The 28-year-old Ferrari driver from Finland knows his car will perform far better in the dry than in the wet conditions that handed his McLaren Mercedes rival Lewis Hamilton a chance to shine and triumph in his home British Grand Prix at Silverstone two weekends ago.
The Ferrari F2008 car is said to be much more forgiving to its tyres than the MP4-23 car driven by Hamilton – a factor that will assist Raikkonen on the high-speed track in the forests south of Heidelberg.
“I hope it will be hot, as it usually is at Hockenheim,” said Raikkonen. “Our car goes really well at high temperatures and also the tyre-wear is not too high. So I really hope it will be hot. It’s hard to overtake, but the qualifying doesn’t determine the result as (much as) on other tracks – although starting from the first row will make life much easier.”
The flip side of Ferrari’s greater consistency in hot weather is that McLaren may be faster on a single lap before the tyre-wear hits them – and that if it is mild, or cold, that also will favour McLaren.
“I’ve always said that the championship will be very uncertain,” said Raikkonen, reflecting on his prospects for the weekend.
He, Hamilton and his Ferrari team-mate Felipe Massa of Brazil are all level at the top of the championship standings on 48 points.
“I had the possibility to win the last three races, but for one reason or the other things didn’t go the right way: but that’s racing and I’m sure I’ll win again soon,” he added. “Every point will be important, just like last year. Three drivers tied on the top spot and a fourth, who is two points behind: that’s a very interesting situation.”

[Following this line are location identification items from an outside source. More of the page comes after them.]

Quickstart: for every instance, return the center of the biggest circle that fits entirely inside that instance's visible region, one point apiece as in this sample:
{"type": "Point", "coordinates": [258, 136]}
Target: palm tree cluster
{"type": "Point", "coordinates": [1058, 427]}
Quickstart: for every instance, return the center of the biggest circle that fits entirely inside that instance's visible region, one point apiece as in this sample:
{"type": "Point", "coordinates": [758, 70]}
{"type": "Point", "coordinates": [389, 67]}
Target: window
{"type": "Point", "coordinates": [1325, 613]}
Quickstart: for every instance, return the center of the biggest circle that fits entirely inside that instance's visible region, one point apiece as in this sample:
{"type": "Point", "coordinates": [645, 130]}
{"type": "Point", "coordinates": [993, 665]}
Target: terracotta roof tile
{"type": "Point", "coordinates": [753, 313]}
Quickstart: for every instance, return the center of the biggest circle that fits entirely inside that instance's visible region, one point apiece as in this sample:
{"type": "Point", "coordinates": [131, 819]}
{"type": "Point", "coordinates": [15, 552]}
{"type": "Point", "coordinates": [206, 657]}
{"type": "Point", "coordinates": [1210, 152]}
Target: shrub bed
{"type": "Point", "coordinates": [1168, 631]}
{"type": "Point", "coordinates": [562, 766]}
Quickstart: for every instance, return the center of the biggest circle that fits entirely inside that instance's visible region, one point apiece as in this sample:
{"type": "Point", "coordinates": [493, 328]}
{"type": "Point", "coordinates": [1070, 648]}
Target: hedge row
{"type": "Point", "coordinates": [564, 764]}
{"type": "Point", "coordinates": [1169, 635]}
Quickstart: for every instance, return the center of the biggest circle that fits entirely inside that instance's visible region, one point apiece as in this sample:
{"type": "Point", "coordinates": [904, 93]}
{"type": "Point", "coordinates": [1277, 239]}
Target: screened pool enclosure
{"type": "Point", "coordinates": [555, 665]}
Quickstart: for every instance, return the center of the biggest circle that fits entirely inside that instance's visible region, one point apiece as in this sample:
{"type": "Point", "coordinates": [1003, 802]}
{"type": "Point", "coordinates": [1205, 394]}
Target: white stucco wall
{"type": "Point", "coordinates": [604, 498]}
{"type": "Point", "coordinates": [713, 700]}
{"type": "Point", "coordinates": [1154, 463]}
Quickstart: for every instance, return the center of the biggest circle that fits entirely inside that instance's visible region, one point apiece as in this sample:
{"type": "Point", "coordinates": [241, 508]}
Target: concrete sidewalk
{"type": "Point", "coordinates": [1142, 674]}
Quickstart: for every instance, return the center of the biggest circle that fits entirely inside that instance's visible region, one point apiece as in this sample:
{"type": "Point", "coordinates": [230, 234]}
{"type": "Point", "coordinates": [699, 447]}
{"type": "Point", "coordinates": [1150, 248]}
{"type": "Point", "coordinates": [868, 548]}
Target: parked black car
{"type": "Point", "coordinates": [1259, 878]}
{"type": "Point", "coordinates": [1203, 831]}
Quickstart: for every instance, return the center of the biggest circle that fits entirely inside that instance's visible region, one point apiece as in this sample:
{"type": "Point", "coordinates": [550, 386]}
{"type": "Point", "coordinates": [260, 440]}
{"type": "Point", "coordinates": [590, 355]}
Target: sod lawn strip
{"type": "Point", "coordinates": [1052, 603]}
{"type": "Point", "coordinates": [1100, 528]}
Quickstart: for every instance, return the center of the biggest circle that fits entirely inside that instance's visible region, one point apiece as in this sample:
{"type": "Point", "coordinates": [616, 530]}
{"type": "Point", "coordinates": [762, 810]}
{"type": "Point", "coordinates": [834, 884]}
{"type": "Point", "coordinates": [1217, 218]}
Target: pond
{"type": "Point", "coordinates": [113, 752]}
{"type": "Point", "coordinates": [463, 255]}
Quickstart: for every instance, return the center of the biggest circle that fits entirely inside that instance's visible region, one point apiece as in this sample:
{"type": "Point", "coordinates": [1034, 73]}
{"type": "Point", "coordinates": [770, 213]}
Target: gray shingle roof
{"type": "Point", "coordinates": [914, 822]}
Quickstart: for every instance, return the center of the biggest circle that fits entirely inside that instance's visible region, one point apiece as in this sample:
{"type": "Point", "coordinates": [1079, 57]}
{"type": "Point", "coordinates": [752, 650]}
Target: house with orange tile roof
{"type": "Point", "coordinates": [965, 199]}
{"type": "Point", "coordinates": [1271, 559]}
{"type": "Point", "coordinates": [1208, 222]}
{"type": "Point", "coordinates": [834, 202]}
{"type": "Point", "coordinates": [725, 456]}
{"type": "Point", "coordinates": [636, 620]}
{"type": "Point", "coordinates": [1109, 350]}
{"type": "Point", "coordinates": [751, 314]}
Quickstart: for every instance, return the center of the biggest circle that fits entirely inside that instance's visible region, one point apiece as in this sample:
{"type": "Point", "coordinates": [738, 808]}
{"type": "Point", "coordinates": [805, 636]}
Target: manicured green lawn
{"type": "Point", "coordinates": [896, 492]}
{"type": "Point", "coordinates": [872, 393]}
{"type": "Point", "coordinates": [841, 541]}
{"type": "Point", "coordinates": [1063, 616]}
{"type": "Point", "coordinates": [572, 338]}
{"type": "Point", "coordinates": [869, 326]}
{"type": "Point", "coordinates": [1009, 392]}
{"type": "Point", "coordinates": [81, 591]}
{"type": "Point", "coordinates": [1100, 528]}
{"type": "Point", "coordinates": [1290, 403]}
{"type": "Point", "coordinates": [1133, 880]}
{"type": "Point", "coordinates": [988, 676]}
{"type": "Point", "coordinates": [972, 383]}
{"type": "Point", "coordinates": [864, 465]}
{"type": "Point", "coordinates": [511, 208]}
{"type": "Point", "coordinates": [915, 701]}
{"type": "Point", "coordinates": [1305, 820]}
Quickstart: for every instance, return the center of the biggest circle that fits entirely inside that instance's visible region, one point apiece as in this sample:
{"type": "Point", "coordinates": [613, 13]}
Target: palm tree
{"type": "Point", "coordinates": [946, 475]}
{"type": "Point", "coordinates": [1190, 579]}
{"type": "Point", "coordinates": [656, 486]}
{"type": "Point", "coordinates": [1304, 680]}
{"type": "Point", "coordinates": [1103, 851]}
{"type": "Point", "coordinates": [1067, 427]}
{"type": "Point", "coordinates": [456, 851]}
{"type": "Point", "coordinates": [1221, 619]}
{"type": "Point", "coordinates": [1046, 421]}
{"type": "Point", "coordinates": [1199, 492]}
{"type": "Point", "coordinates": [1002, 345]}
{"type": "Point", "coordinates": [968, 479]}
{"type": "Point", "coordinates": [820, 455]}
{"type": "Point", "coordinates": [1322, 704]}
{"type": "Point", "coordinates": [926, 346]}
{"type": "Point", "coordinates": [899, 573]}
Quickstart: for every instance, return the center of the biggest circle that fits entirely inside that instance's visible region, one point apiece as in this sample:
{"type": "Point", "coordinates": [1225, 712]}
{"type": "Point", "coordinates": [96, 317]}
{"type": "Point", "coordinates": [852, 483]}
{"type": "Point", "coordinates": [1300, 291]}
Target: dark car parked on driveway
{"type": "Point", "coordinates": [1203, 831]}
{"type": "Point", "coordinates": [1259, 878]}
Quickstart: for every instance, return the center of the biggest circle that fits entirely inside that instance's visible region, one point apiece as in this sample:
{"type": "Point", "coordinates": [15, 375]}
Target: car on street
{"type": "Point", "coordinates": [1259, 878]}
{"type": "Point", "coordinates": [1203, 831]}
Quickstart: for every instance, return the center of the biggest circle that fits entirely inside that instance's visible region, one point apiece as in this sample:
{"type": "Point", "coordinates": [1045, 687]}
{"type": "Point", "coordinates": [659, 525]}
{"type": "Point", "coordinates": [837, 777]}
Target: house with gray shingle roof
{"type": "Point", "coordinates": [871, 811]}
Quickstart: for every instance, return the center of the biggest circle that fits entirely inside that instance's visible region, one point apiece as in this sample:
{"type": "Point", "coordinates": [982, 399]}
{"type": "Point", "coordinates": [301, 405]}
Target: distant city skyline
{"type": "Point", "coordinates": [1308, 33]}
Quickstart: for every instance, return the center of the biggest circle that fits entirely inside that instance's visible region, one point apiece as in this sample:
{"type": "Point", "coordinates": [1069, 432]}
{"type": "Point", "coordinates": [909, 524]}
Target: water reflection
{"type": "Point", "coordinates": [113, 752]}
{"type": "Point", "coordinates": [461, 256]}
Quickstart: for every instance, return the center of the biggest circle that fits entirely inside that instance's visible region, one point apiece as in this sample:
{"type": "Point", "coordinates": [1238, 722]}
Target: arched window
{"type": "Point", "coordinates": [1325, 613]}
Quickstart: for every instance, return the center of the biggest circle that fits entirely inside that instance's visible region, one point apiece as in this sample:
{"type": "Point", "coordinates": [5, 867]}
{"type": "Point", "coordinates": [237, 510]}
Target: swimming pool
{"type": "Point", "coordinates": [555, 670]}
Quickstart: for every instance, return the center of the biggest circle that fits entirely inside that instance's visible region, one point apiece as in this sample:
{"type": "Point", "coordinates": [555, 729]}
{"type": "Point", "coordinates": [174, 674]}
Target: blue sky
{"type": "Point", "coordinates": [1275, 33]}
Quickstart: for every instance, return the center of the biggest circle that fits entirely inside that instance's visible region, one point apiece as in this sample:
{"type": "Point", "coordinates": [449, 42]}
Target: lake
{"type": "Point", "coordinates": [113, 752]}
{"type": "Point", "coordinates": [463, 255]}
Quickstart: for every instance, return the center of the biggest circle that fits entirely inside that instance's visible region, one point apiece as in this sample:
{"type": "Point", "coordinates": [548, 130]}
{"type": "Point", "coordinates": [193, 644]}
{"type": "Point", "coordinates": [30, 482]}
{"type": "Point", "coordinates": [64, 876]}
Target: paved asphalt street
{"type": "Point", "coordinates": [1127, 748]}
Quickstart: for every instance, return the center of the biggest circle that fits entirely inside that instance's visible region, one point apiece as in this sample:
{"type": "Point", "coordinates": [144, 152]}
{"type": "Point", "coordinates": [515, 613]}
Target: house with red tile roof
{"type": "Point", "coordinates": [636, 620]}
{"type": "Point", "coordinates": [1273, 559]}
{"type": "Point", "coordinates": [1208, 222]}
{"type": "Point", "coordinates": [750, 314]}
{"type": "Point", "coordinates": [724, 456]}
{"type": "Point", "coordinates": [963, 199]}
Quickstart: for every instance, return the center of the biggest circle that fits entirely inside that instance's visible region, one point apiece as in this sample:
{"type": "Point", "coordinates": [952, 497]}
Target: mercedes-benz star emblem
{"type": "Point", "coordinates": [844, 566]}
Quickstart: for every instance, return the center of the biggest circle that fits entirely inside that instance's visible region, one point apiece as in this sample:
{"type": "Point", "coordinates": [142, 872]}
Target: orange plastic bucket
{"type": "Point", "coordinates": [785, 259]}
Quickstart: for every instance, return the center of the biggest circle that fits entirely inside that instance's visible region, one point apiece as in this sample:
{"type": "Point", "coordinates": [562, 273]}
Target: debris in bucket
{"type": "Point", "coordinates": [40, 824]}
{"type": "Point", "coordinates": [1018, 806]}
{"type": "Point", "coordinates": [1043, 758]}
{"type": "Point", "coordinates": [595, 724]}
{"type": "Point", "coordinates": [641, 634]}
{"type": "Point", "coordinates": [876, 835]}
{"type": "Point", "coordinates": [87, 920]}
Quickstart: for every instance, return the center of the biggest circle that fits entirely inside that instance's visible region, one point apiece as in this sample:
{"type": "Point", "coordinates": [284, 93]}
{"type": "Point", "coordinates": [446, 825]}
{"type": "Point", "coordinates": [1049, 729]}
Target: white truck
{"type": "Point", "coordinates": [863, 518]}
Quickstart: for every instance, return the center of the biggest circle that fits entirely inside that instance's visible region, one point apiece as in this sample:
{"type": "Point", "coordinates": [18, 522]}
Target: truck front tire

“We’ve done some testing here and it went pretty well. We tried some new components and judging by the lap times there is still a great balance, but I think that Ferrari will be very competitive and fight for the win,” he said. “I had some really good impressions of the F2008: I’m convinced that we’ll be at the max.”
While Raikkonen remained determined to lead Ferrari on a charge for glory, McLaren’s chief executive Martin Whitmarsh was whipping up his men for even greater efforts in the second half of the 18-races season. “We’re leading the drivers’ championship, with Lewis, and we’re third in the constructors’ championship,” he said. “And while we remain encouraged by the pace we’ve recently shown and the victories we’ve achieved, there’s a feeling that we could still be doing more to consistently score strongly.”
He said several opportunities for victory, most notably in Istanbul and Montreal, have slipped through his team’s fingers and that they’ve suffered a few penalties.
“So as we head into the second half of the season, our primary objective must be to work harder to iron out these imperfections, to provide our drivers with race-winning machinery at every opportunity and to sharpen our focus on the world titles – both of which are still achievable for us,” he said.
Buoyed by Hamilton’s sumptuous win in the wet at the British Grand Prix, McLaren are full of confidence again. But Hamilton warned against complacency.
“Pressure always exists because you need to win consistently,” he said. “In Formula One, you’re only as good as your last race and Silverstone already felt like an old memory by the time I was testing at Hockenheim. But you can never get complacent and we’ll be pushing hard again in Germany next week.”
Like many of the younger drivers, Hamilton will be racing at Hockenheim for the first time as the race was held at the Nürburgring last year. Of the current drivers, only Spaniard Fernando Alonso of Renault and Brazilian Rubens Barrichello, then with Ferrari, have won at Hockenheim, in 2005 and 2000 respectively. This will be the 55th running of the German Grand Prix, and the 30th time the event has taken place at Hockenheim.
Two years ago, Raikkonen took pole position for McLaren, but the race was won by seven-times champion German Michael Schumacher in a Ferrari.